The three set up VbDC initially to be a club activity because there was almost no way for young volleyball athletes in the country to acquire structured developmental training.
Finding a Niche
With the London Olympics less than a decade away, most clubs were geared exclusively toward adult participation, and interscholastic high school volleyball was almost non-existent – in fact the national PE curriculum for state primary and secondary schools had no requirement for volleyball being taught as a module. Unless a junior athlete happened to be noticed by the sport's national governing body, which might then invite them to a training camp, there was almost no way for juniors to participate in anything other than the occasional recreational game.
Volleyball is still a minority sport in England, despite a respectable record for British athletes having played ball at North American universities and in European professional leagues. Host nation entitlement to enter a team in the 2012 Olympics created a spike of interest in the sport, though not enough for it to break out of its minority status. Nevertheless, recent years have seen a steady increase of interest in the sport by juniors, driven by commercial interests such as VbDC, enlightened clubs that are now beginning to create junior programs, and the national governing body. Schools, however, continue to lag behind and are still not required to include volleyball in their PE curriculum, one of the major impediments to growth of the sport in Britain.

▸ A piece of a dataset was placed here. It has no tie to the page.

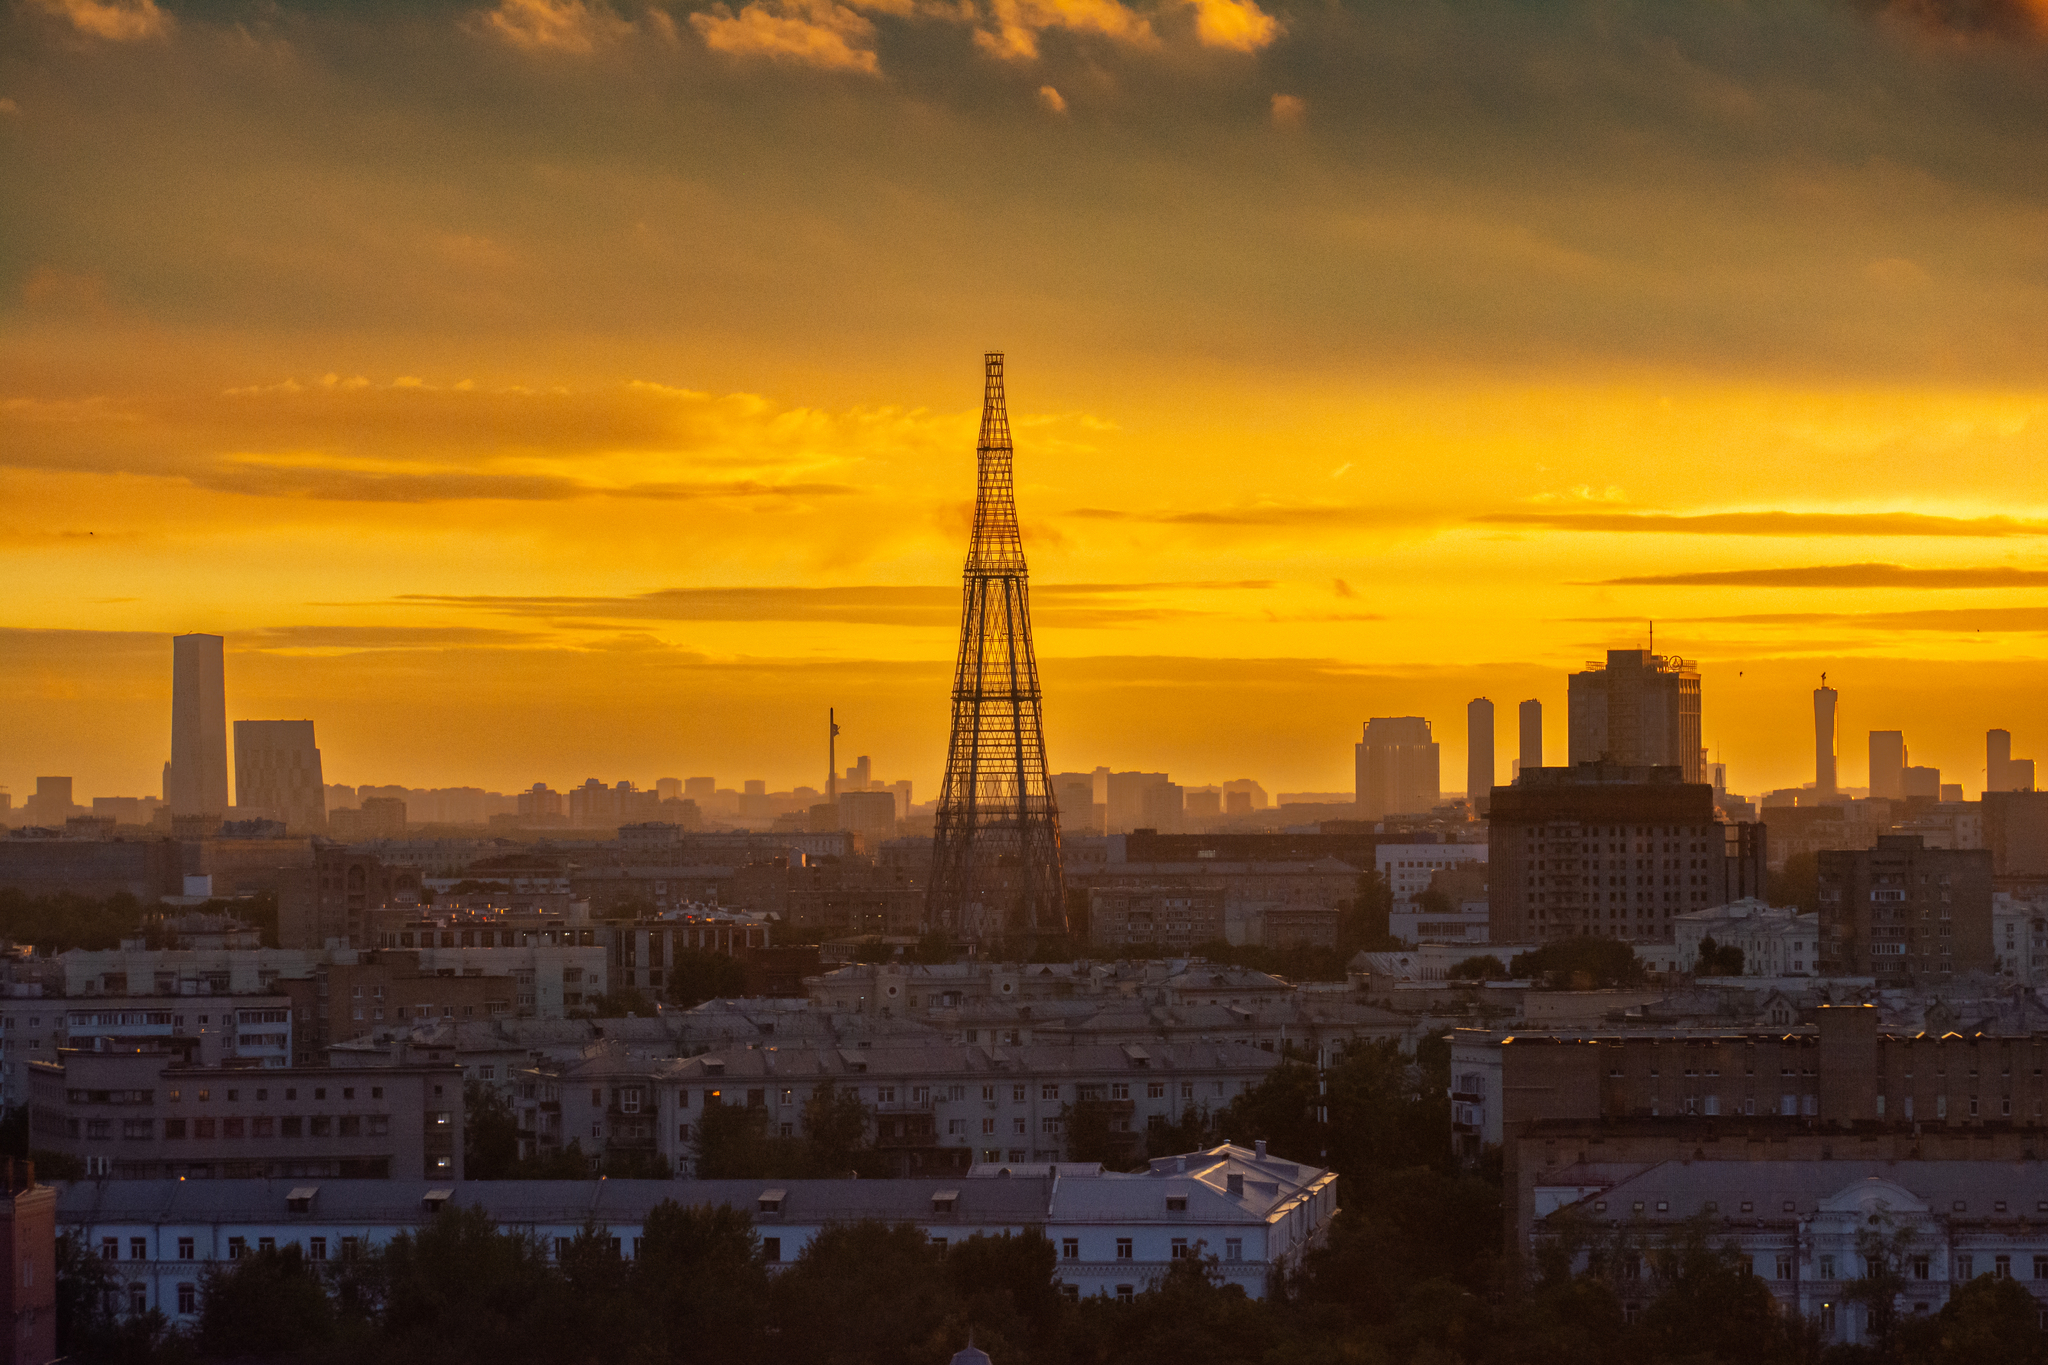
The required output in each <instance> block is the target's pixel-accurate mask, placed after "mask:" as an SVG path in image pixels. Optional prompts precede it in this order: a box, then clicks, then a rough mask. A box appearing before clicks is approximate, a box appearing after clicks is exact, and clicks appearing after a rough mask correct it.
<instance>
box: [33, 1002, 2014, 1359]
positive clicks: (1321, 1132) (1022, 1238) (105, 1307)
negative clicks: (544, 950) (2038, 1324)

From the single summer camp launched 13 years ago, VbDC has grown to offer 11 camps a year, each with a curriculum tailored to specific skill levels.
Youngsters from the age of about 8 who want to learn the sport can attend the First Stepz Camp, run in two-hour sessions over consecutive weekends
Athletes who have been named to their national squad or who play in the first division of their national league can apply to take part in the annual August Elite Camp, which is limited to 12 male and 12 female athletes.
At these and all camps in between, the coach-to-athlete ratio is maintained at about 1:6, and except for the Elite Camp, enrolment is restricted to around 30-36 athletes.
The summer camps have an optional residential component, with athletes either being housed with host families, in university dormitories, or in youth hostels. All residential athletes under the age of 18 are accompanied by chaperones 24/7. Resident athletes can participate in non-volleyball activities organized by VbDC, such as cultural and sightseeing tours, take part in informal scrimmages with local clubs, or, in a new activity being organized, as member of a VbDC team entered in international junior tournaments across Europe. While open to all, this is being created with North American athletes in mind, to enable them to experience the game as played in Europe.
There are two levels of instruction:
"Skills" which concentrates on individual ball-handling closed-ended drill and
"Performance" which is team-based, open-ended game simulation drills.
Participants at the advanced level must submit assessments from their club or school coaches, videos and for the Elite Camp a handwritten 250-word essay, to ensure they attend the camp that will benefit them most, and also to cooperate with the athlete's principle coach.
VbDC coaches are drawn from an international pool of national team and national development staff. The growth in the number of VbDC activities – specialized camps are currently being planned – means there is an increased requirement for coaches specialized in instructing specific age groups, or who have foreign language skills that can supplement their coaching.
VbDC has introduced a North American style of developmental volleyball coaching to the UK, but has intentionally given its camps an emphasis on European-style training and kept the camp participation at low numbers to create a more personalized training regime.
By joining the Junior Volleyball Association VbDC is hoping to improve its awareness of current trends and practices in volleyball in North America, which it can bring to Europe, and also to form connections with North American clubs and share its experience in the European game across the Atlantic.